A proposito di La via stretta
Non c’è niente di “parochial” – per dirla con gli anglosassoni – in questa apologia del misticismo, che non a caso s’intitola “la via stretta”, stretta, disagevole, sfiancante, abdicataria del mondo, per giungere al mistero, per giungere dove non c’è più differenza fra essere e non essere, tema questo comune a tutti i misticismi, occidentali e orientali, da Juan de la Cruz a Meister Eckart, dal taoismo al buddhismo, e dove non c’è più differenza allora neppure fra Dio e uomo.

È un’opera permeata di un simbolismo che rifugge sistematicamente da ogni realismo, dove l’“abbandono”, cioè la vocazione, non trova addentellati di giustificazionismo neppure occasionali, ma conduce le protagoniste e il lettore nella direzione voluta di una vera e propria estasi, in un percorso che non lascia rimpianti per la terraneità, un percorso nel quale tutto – dagli affetti familiari alle circostanze di tempo e di luogo – appare
sfuocato nel “simbolo” di un’altra realtà più vasta, trascendente.

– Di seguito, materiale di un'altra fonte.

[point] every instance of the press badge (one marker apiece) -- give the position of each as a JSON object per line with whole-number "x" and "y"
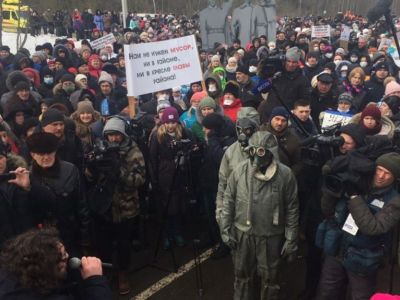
{"x": 350, "y": 225}
{"x": 378, "y": 203}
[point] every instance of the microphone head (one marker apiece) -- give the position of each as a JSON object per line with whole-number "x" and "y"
{"x": 74, "y": 263}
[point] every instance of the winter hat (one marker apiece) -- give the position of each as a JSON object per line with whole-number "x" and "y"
{"x": 79, "y": 77}
{"x": 345, "y": 97}
{"x": 22, "y": 85}
{"x": 42, "y": 142}
{"x": 355, "y": 131}
{"x": 213, "y": 121}
{"x": 50, "y": 116}
{"x": 293, "y": 54}
{"x": 162, "y": 104}
{"x": 391, "y": 88}
{"x": 371, "y": 111}
{"x": 391, "y": 162}
{"x": 198, "y": 96}
{"x": 170, "y": 115}
{"x": 243, "y": 69}
{"x": 104, "y": 76}
{"x": 233, "y": 88}
{"x": 85, "y": 107}
{"x": 67, "y": 77}
{"x": 279, "y": 111}
{"x": 393, "y": 102}
{"x": 207, "y": 102}
{"x": 115, "y": 124}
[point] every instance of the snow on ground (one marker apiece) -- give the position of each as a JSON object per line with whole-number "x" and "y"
{"x": 10, "y": 39}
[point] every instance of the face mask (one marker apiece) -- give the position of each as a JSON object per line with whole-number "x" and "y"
{"x": 353, "y": 59}
{"x": 48, "y": 80}
{"x": 212, "y": 88}
{"x": 69, "y": 89}
{"x": 252, "y": 69}
{"x": 337, "y": 62}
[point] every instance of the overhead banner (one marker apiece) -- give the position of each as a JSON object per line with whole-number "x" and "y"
{"x": 152, "y": 67}
{"x": 100, "y": 43}
{"x": 320, "y": 31}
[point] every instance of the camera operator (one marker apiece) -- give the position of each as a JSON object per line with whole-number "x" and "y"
{"x": 247, "y": 124}
{"x": 168, "y": 151}
{"x": 288, "y": 143}
{"x": 63, "y": 204}
{"x": 259, "y": 220}
{"x": 357, "y": 236}
{"x": 114, "y": 178}
{"x": 34, "y": 266}
{"x": 16, "y": 214}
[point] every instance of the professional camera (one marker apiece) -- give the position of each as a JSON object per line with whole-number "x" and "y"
{"x": 103, "y": 155}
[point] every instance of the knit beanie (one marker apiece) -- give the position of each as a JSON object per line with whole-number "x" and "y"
{"x": 293, "y": 53}
{"x": 279, "y": 111}
{"x": 371, "y": 111}
{"x": 115, "y": 125}
{"x": 104, "y": 76}
{"x": 394, "y": 103}
{"x": 50, "y": 116}
{"x": 207, "y": 102}
{"x": 345, "y": 97}
{"x": 67, "y": 77}
{"x": 391, "y": 88}
{"x": 355, "y": 131}
{"x": 162, "y": 104}
{"x": 170, "y": 115}
{"x": 198, "y": 96}
{"x": 391, "y": 162}
{"x": 85, "y": 107}
{"x": 213, "y": 121}
{"x": 79, "y": 77}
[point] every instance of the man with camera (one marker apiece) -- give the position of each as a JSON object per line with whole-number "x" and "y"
{"x": 357, "y": 236}
{"x": 115, "y": 176}
{"x": 259, "y": 219}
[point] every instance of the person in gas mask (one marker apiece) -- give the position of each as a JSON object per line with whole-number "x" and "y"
{"x": 259, "y": 219}
{"x": 248, "y": 122}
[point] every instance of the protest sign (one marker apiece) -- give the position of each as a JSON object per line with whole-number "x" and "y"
{"x": 320, "y": 31}
{"x": 332, "y": 117}
{"x": 100, "y": 43}
{"x": 152, "y": 67}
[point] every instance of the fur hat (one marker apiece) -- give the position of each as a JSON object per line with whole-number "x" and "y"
{"x": 42, "y": 142}
{"x": 391, "y": 162}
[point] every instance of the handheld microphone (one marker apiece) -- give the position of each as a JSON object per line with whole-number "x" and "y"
{"x": 75, "y": 263}
{"x": 380, "y": 9}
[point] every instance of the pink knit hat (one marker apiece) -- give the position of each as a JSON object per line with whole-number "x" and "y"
{"x": 391, "y": 88}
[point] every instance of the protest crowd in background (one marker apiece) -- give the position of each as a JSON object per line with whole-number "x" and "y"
{"x": 93, "y": 173}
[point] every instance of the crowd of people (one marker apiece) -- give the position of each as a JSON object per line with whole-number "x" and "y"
{"x": 268, "y": 173}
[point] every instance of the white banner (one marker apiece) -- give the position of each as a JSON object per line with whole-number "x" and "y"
{"x": 100, "y": 43}
{"x": 152, "y": 67}
{"x": 333, "y": 118}
{"x": 320, "y": 31}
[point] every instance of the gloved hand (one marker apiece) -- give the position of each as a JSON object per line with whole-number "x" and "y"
{"x": 289, "y": 250}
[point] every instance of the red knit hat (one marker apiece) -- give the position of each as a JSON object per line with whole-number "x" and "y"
{"x": 371, "y": 111}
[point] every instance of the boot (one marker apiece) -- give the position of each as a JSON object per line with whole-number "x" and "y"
{"x": 123, "y": 283}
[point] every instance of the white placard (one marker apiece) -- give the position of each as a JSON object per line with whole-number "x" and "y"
{"x": 100, "y": 43}
{"x": 334, "y": 117}
{"x": 152, "y": 67}
{"x": 345, "y": 33}
{"x": 320, "y": 31}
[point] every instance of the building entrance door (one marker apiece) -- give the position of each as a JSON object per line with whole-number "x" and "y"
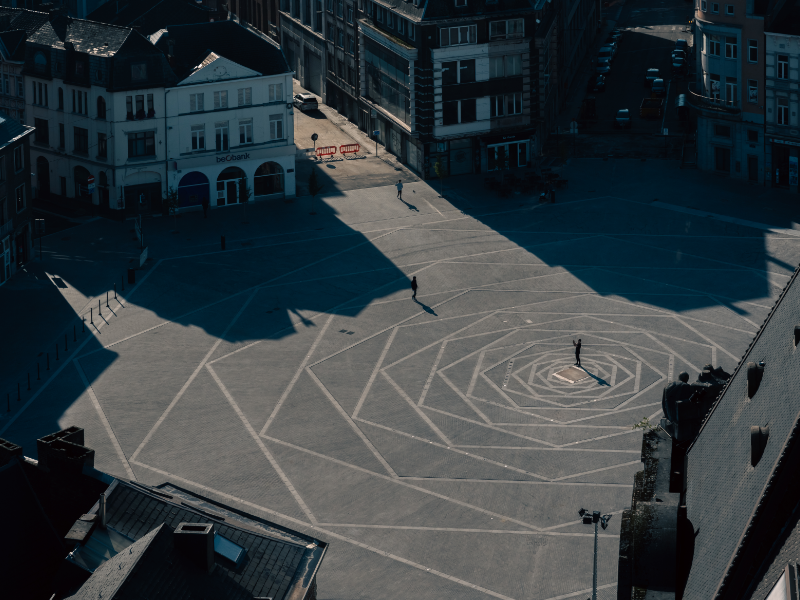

Apologia del misticismo, difesa del misticismo, in questa opera insolita e inaspettata, una difesa ad oltranza che si manifesta anche nello stile, essenziale, scarno, ascetico direi, al punto che ripensandoci sembra di avere letto il canovaccio di un dramma, dove si rifugge dalla descrizione dei sentimenti dei protagonisti, che vengono invece di volta in volta sentiti e interpretati dal lettore, in una sorta di un leggere aperto che lascia molto al pensiero, all’immaginazione, alla premonizione, grazie anche a questa prosa sospesa in bilico sul fenomenico e tesa a cogliere e far cogliere il noumenico dell’“oltre”, l’oltre che c’è dopo “la via stretta”.